0-201-41999-8 - Neil Bradley, The Concise SGML Companion

[This local archive copy is from the official and canonical URL, http://cseng.awl.com/bookdetail.qry?ISBN=0-201-41999-8&ptype=33; please refer to the canonical source document if possible.]

Computer & Engineering Publishing Group p r o f e s s i o n a l

This title is available for purchase on-line!

Book Description

Supporting Web site

Table of Contents

Chapter 10

Quick Search

Take our user survey! Let us know what you think.
Subscribe to our mailing lists

The Concise SGML Companion

by: Neil Bradley

ISBN: 0-201-41999-8

Chapter 10

Chapter 10. CALS Tables

SGML does not provide a standard model for representation of tabular material.

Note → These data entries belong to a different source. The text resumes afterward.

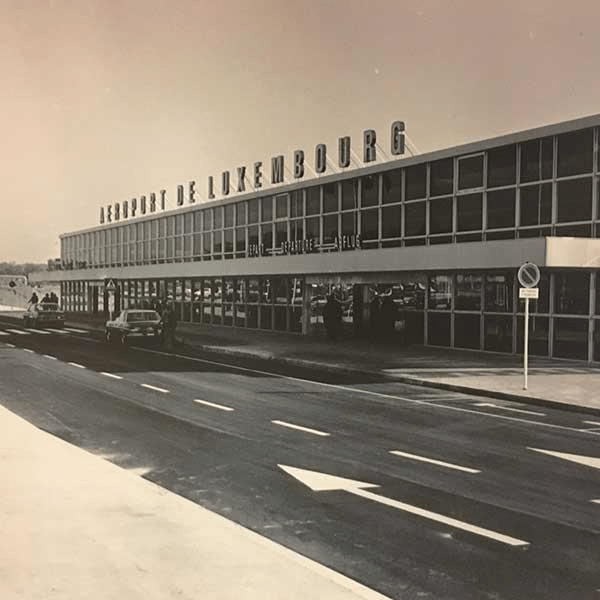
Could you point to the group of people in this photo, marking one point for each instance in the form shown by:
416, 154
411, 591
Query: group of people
49, 298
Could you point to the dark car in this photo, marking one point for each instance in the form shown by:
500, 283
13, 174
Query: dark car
133, 323
44, 314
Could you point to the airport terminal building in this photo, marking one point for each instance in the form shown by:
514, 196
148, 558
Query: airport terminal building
422, 249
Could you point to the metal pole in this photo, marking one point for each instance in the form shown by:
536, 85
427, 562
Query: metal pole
526, 351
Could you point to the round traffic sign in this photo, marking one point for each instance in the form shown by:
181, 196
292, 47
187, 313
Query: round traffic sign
529, 275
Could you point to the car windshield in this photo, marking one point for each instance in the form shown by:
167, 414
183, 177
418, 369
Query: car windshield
47, 306
142, 315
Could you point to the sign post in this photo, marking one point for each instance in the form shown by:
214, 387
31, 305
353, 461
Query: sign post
110, 288
529, 277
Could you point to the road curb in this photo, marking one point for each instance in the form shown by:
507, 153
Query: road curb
343, 369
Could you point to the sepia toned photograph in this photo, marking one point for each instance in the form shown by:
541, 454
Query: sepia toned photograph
300, 300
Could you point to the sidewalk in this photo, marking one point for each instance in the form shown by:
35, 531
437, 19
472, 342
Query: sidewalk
75, 526
551, 382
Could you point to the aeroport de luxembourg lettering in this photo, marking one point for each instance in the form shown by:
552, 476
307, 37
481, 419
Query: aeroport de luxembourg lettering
150, 204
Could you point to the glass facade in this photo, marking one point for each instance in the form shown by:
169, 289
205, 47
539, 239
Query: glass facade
539, 187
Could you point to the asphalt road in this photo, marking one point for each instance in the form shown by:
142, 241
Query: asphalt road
506, 510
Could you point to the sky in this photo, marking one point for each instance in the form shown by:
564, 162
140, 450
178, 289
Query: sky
106, 100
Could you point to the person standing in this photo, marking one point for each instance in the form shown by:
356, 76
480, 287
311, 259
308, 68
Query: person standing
332, 317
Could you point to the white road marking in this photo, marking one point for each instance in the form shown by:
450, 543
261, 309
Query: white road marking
588, 461
528, 412
324, 482
300, 428
153, 387
363, 392
111, 375
434, 462
219, 406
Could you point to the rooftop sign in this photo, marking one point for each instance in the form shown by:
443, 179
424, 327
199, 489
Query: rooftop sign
150, 204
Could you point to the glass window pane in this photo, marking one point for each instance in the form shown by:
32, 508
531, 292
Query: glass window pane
370, 190
349, 194
416, 182
392, 187
502, 166
414, 216
330, 198
280, 233
281, 206
253, 211
391, 221
498, 333
501, 209
296, 203
536, 204
571, 338
441, 177
466, 331
470, 172
330, 229
369, 227
313, 201
575, 152
572, 292
240, 239
538, 335
218, 217
499, 292
440, 215
228, 241
229, 214
575, 200
530, 161
207, 219
438, 329
217, 242
313, 229
468, 212
440, 292
468, 291
349, 223
240, 213
253, 239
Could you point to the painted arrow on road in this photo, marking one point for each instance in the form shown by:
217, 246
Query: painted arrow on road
588, 461
320, 482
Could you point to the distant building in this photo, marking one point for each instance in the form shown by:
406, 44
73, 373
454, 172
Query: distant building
437, 238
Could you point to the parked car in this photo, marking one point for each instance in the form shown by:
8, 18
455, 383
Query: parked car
133, 323
44, 314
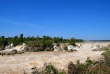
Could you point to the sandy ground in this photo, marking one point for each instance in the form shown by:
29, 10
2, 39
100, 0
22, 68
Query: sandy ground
19, 63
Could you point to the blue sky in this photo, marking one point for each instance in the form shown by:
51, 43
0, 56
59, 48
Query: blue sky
86, 19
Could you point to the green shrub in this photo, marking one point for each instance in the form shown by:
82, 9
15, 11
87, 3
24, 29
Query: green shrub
107, 57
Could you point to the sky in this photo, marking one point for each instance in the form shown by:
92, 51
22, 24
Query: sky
82, 19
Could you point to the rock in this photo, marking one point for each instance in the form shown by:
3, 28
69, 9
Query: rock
14, 51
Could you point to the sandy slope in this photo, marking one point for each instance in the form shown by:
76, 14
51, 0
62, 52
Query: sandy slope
24, 62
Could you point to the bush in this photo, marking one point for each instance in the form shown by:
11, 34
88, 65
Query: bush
14, 51
2, 47
107, 58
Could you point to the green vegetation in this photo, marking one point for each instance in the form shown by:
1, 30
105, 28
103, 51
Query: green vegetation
107, 58
36, 43
89, 67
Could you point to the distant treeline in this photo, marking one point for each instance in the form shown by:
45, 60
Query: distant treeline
42, 40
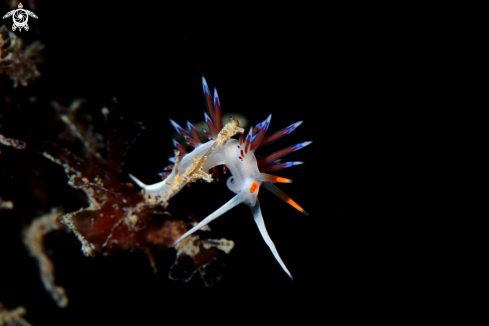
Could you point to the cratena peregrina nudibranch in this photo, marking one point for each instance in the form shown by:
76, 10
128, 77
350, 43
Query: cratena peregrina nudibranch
249, 171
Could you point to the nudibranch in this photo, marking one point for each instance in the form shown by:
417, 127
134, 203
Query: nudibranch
249, 171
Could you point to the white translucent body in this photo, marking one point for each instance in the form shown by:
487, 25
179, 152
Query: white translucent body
245, 181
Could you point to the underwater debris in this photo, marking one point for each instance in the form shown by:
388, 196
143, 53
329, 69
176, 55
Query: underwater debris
115, 216
17, 62
13, 317
33, 238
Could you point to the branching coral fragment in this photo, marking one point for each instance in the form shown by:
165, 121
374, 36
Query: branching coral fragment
18, 64
33, 238
13, 317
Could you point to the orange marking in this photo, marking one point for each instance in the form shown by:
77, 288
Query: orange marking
283, 180
294, 204
253, 187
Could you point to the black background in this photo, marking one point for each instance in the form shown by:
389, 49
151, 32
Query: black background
346, 72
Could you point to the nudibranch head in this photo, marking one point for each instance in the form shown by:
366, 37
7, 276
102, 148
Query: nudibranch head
249, 171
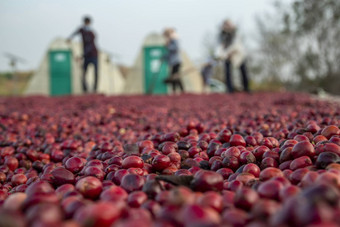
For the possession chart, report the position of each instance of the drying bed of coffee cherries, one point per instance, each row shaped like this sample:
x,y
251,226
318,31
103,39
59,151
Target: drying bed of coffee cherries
x,y
266,159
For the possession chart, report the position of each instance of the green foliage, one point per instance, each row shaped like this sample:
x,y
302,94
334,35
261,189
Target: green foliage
x,y
299,45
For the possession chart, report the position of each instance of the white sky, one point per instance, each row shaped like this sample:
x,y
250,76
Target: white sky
x,y
28,26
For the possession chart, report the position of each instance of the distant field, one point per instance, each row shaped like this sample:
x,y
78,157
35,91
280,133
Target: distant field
x,y
10,85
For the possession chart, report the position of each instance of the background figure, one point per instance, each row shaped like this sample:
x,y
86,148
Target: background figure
x,y
232,52
206,72
173,59
90,53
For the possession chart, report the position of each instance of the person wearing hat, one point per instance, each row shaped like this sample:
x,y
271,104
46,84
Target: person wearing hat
x,y
173,58
90,53
231,50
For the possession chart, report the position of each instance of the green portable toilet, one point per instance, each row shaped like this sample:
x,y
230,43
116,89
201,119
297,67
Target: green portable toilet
x,y
155,70
60,72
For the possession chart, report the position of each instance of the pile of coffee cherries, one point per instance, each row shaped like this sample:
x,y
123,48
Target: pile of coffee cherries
x,y
265,159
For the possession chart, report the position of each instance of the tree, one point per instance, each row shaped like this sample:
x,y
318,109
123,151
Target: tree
x,y
299,45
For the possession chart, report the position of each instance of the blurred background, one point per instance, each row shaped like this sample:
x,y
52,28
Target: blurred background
x,y
292,44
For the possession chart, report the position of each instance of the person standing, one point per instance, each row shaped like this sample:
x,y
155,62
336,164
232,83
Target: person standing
x,y
173,59
90,53
232,52
206,73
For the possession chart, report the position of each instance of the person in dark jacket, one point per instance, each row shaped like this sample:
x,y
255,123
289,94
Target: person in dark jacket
x,y
90,53
173,58
232,52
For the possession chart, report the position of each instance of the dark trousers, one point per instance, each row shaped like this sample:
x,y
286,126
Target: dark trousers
x,y
94,62
176,81
228,76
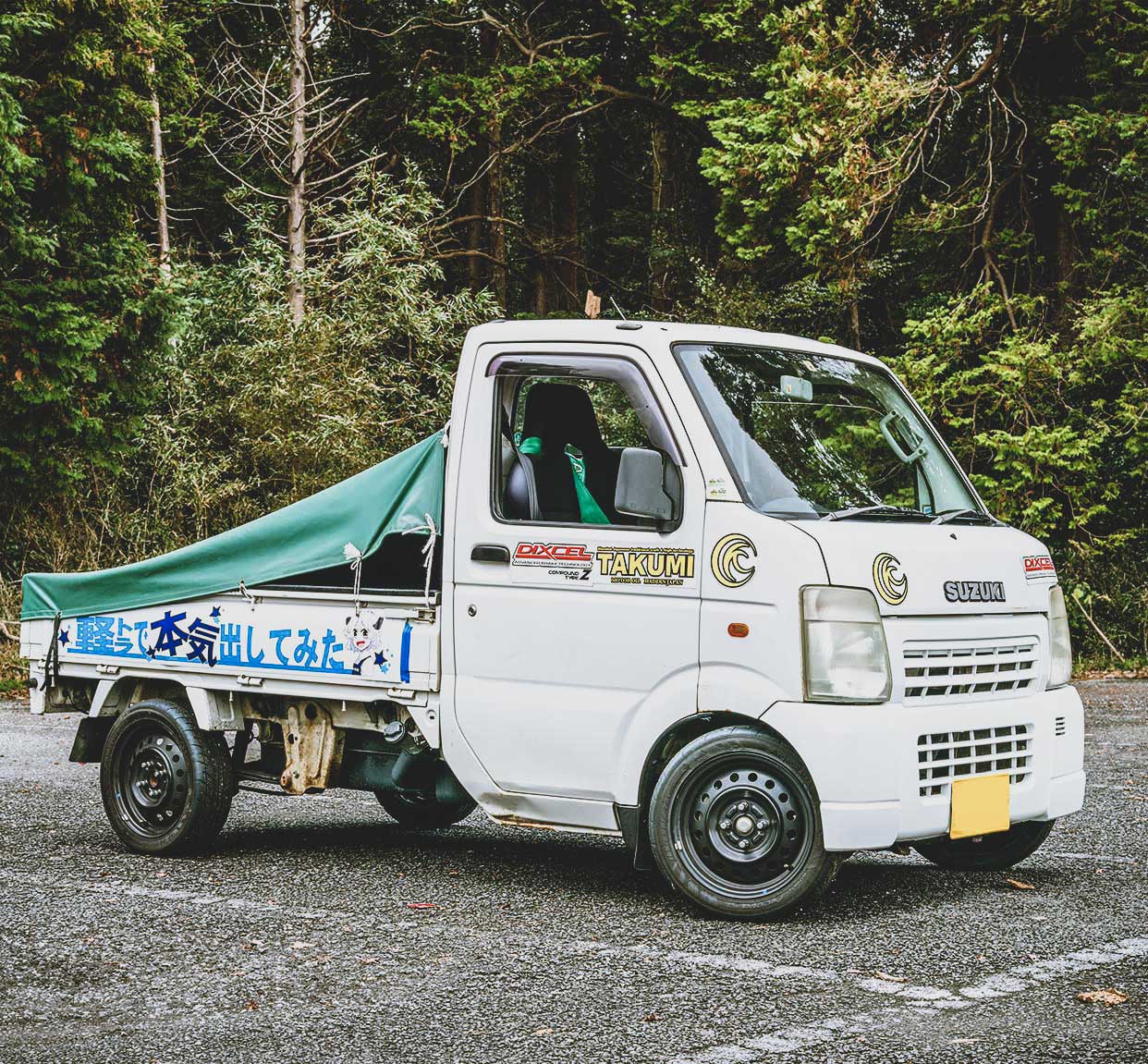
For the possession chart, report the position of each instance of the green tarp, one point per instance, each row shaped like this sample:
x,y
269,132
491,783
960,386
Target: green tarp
x,y
394,496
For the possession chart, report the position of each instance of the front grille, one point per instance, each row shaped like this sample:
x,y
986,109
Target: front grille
x,y
971,669
947,755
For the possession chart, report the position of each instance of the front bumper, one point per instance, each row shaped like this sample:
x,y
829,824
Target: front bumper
x,y
873,765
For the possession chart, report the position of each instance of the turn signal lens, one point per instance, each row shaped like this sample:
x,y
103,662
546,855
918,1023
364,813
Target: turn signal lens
x,y
1059,667
845,654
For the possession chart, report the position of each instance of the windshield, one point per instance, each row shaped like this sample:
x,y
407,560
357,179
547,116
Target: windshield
x,y
814,436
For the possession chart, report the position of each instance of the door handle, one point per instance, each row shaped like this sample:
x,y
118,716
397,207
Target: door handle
x,y
490,552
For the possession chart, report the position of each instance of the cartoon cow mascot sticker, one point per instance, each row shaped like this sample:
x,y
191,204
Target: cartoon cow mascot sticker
x,y
364,644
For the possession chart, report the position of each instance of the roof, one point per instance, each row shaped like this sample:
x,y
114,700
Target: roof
x,y
650,336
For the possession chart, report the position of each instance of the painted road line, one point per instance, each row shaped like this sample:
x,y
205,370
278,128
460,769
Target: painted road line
x,y
1015,980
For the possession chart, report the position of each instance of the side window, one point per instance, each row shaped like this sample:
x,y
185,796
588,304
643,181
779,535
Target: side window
x,y
617,421
560,441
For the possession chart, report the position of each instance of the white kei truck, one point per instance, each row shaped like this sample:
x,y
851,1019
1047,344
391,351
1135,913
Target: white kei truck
x,y
722,593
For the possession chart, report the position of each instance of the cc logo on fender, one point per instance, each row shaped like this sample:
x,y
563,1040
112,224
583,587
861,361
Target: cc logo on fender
x,y
731,560
891,583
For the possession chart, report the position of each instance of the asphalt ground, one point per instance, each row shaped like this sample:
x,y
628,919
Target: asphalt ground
x,y
295,939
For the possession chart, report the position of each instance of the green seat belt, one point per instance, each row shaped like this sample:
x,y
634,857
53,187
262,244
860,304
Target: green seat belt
x,y
589,509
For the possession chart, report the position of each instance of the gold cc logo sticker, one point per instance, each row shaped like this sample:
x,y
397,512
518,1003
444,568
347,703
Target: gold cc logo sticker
x,y
730,560
891,583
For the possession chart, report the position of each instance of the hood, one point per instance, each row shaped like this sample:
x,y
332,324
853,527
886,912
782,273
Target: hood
x,y
937,569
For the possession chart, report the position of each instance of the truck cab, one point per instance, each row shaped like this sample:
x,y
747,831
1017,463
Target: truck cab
x,y
724,593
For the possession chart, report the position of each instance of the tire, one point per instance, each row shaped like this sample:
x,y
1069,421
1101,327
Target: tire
x,y
730,787
987,853
166,787
423,813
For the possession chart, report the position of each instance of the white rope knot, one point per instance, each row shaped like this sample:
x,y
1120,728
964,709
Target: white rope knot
x,y
427,550
355,556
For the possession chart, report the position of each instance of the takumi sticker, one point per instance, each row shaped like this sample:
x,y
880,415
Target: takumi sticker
x,y
582,565
668,566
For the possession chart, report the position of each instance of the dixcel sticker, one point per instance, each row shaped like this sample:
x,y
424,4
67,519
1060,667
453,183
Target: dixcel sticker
x,y
1039,566
568,561
891,583
975,590
731,560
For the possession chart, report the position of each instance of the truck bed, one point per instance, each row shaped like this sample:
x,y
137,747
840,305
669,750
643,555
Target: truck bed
x,y
266,640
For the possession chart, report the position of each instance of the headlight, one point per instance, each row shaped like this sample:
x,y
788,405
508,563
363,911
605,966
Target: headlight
x,y
845,654
1059,668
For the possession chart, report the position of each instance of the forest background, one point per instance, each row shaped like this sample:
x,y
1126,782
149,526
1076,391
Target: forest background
x,y
241,240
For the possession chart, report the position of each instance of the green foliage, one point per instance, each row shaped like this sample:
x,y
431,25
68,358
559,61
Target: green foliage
x,y
79,312
256,413
259,412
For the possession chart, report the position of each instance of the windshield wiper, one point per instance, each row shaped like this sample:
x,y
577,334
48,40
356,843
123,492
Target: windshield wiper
x,y
881,508
947,516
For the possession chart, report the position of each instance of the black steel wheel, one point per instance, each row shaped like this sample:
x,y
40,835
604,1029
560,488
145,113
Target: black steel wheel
x,y
412,811
166,785
735,825
986,853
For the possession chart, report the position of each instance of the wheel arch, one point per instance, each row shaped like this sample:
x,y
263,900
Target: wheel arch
x,y
214,711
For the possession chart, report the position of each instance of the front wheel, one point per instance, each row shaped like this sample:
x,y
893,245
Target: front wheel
x,y
735,826
166,785
987,853
423,813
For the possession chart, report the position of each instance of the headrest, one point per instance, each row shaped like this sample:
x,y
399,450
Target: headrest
x,y
560,414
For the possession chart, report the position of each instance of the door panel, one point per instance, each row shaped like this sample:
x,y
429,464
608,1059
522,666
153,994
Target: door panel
x,y
559,649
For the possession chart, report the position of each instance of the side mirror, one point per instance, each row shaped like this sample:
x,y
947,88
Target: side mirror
x,y
649,485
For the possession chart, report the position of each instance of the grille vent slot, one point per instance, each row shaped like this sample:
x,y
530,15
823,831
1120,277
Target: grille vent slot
x,y
947,755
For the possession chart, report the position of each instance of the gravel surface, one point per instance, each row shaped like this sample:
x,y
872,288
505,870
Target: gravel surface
x,y
295,941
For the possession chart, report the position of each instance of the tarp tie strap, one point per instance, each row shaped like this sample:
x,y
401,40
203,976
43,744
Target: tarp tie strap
x,y
427,550
52,666
355,556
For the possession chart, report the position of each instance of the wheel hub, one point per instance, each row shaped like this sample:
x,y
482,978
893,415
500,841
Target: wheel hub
x,y
745,826
152,782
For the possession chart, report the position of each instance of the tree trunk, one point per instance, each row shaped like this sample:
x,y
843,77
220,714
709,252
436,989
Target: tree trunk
x,y
297,201
659,223
495,209
568,252
161,184
477,208
539,225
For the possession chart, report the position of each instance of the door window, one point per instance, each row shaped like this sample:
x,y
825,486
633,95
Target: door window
x,y
560,433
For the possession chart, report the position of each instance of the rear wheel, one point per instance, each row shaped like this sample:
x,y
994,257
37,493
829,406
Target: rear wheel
x,y
166,785
423,813
987,853
735,826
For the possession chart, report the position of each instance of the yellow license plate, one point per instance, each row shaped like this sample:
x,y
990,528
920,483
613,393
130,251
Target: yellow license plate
x,y
980,806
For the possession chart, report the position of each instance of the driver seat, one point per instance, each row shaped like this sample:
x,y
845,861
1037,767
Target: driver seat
x,y
541,485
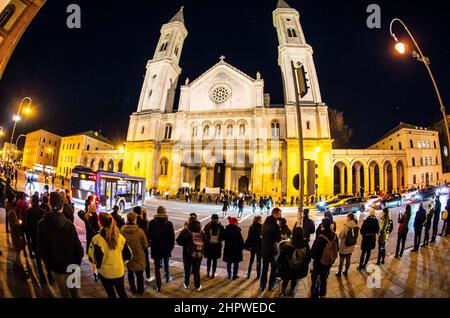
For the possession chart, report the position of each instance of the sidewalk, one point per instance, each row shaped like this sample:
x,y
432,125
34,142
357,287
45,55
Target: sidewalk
x,y
416,275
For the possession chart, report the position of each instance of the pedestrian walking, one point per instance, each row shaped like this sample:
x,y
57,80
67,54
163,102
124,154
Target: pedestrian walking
x,y
419,221
213,247
271,237
162,241
294,259
234,245
192,239
108,254
348,237
59,245
386,227
253,244
403,228
137,241
369,231
324,253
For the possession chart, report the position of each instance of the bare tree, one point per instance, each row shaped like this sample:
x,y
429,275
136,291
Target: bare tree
x,y
340,132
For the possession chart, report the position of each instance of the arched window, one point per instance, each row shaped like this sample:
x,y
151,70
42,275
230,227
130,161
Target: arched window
x,y
206,131
275,130
164,166
168,132
110,165
230,130
6,14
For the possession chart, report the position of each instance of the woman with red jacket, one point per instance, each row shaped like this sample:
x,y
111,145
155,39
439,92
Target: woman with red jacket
x,y
403,223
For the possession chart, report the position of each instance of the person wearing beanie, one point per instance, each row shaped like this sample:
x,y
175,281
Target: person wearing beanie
x,y
213,248
324,252
34,215
137,241
162,241
59,245
369,231
234,246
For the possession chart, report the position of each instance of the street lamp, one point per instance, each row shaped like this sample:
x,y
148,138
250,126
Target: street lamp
x,y
17,118
401,48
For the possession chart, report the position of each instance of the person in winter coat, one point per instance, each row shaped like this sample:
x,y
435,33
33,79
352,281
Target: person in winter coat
x,y
436,217
59,245
34,215
284,230
369,231
403,227
253,244
347,238
16,228
162,241
324,253
419,221
294,259
213,248
383,236
117,217
137,241
143,224
234,245
108,253
427,226
192,239
271,236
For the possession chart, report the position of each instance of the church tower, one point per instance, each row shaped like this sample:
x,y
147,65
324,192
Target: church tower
x,y
163,70
293,47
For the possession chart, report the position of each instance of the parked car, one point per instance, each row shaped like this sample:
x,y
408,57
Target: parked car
x,y
426,194
322,206
389,201
409,195
348,205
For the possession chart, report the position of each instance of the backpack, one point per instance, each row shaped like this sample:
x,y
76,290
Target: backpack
x,y
390,227
198,245
352,236
329,252
213,239
298,258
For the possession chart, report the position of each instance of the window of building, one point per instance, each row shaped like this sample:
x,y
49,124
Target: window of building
x,y
6,14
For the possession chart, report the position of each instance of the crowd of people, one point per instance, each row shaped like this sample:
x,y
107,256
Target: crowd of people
x,y
43,230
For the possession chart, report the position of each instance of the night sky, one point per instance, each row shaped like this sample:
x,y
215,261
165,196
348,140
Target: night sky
x,y
90,79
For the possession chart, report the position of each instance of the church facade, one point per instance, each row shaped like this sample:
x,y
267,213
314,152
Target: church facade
x,y
224,133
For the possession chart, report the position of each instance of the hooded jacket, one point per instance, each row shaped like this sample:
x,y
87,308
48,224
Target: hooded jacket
x,y
58,243
162,236
343,248
137,241
110,262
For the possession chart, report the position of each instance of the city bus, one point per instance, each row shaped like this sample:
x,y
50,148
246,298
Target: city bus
x,y
110,188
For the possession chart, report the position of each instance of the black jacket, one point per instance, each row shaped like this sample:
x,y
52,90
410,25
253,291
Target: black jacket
x,y
213,250
271,236
34,215
254,238
369,231
234,244
58,243
318,248
162,237
419,220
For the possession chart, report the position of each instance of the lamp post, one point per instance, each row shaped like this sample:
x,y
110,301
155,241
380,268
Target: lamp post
x,y
16,118
401,48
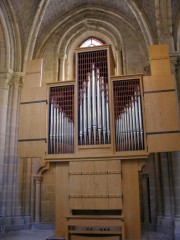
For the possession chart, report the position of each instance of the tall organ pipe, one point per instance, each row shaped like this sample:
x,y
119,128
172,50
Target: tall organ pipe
x,y
84,113
89,107
81,117
103,109
107,113
94,102
99,106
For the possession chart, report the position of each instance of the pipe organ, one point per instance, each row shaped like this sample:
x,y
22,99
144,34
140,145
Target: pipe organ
x,y
97,135
61,120
128,117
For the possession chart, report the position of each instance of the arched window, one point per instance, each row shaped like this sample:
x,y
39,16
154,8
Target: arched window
x,y
91,42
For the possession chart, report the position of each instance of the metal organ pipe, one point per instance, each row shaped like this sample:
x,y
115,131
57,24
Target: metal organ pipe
x,y
94,117
61,125
94,102
128,119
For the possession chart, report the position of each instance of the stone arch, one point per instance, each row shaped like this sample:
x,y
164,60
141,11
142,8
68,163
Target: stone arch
x,y
65,48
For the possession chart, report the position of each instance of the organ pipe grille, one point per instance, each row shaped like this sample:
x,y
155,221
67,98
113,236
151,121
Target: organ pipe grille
x,y
129,133
61,120
93,98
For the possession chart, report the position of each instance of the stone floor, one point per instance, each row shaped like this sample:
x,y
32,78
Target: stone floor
x,y
45,234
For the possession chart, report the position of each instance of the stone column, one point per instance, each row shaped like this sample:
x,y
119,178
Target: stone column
x,y
167,219
158,182
62,67
4,96
176,185
37,180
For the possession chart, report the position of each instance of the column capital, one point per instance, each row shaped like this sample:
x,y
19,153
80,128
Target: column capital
x,y
37,179
5,79
62,57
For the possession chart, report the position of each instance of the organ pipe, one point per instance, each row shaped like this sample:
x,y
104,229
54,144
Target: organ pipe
x,y
94,117
61,123
128,115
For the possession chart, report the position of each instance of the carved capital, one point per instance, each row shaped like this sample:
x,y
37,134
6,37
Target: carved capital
x,y
37,179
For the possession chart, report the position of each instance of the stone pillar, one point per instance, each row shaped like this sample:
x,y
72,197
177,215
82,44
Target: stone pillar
x,y
10,159
62,67
167,220
158,180
119,63
4,96
37,180
176,184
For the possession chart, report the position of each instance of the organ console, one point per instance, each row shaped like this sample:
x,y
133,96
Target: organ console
x,y
99,138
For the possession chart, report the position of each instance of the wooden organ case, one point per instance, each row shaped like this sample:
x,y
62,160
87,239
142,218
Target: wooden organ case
x,y
98,136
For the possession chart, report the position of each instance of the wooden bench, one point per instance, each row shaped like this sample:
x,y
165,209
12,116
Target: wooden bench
x,y
95,227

Although an ISO model exists (in technical report ISO/IEC TR 9573), a different de facto standard has arisen from widespread use of software that supports the CALS DTDs, which were defined by the US Department of Defense for interchange of documentation between the DoD and its sub-contractors (the acronym currently stands for Continuous Acquisition and Lifecycle Support).
The table model described in this chapter is derived from Appendix A of MIL-M-28001B (26 June 1993), and includes many usage recommendations from the SGML Open Committee technical memorandum TR 9502:1995, of 19 October 1995, which addresses several ambiguities in the standard.

When to use CALS tables

SGML may represent tabular material in any number of ways, so why attempt to apply conformity, and the compromises this implies? CALS is not always the best solution - it does little to meet the SGML ideal of replacing format with meaning.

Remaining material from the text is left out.